Outdoor recreation may be the primary draw, but Baja offers plenty of opportunities for cultural experiences as well. A distinctive bajacaliforniano cuisine is emerging in the larger towns. In addition, San José del Cabo and Todos Santos host vibrant contemporary art scenes, while La Paz offers opportunities to learn about Baja’s colonial history.
The Cape Region of Baja California Sur, resembles a diamond-and-emerald pendant floating on azure seas. It extends from Cabo San Lucas to La Paz, and from the Pacific Ocean to the Sea of Cortez, and it contains one of the most popular and fastest-growing destinations in all of Mexico, the Los Cabos Corridor. World-famous resorts, including Las Ventanas al Paraíso, Esperanza, and the One&Only Palmilla, have staked their claim to secluded beaches along this stretch of coastline, bringing with them international chefs, luxurious spas, and championship golf courses.
Beyond the five-star resorts, many out-of-the-way places in the interior and along the coast receive but a trickle of visitors.

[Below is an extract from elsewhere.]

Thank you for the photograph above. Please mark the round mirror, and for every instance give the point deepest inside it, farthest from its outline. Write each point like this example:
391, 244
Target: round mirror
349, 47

The historic mining and farming towns of San Pedro, El Triunfo, and San Bartolo take you back in time. A network of hiking trails traverses the Sierra de la Laguna, leading to a number of freshwater springs and waterfalls. And many miles of undeveloped beach lie along the West Cape, a short drive from Cabo San Lucas, and along the East Cape north of Punta Pescadero and south of Bahía Los Frailes.
Two protected marine parks help safeguard the abundance of marinelife. Just beyond the Cabo San Lucas harbor, Bahía San Lucas is easily accessible by kayak or water taxi. Farther afield, Bahía Pulmo supports a living coral reef that begins in waist-deep water just beyond the village center. You can be swimming among moray eels, puffer fish, guitarfish, and gentle nurse sharks within minutes of your arrival in Cabo Pulmo.
Long-time Baja travelers will tell you that the Cape Region has changed — that it’s not the offbeat destination it once was. In many ways, they are right. Costco and Home Depot have arrived. The coastal real estate market is in a frenzy. And there are more upscale options than ever before. But though they may pine for the days of deserted beaches and long gas lines, these seasoned travelers are still returning year after year. Whether you are planning your first trip or your 20th, you are sure to find your own tropical paradise.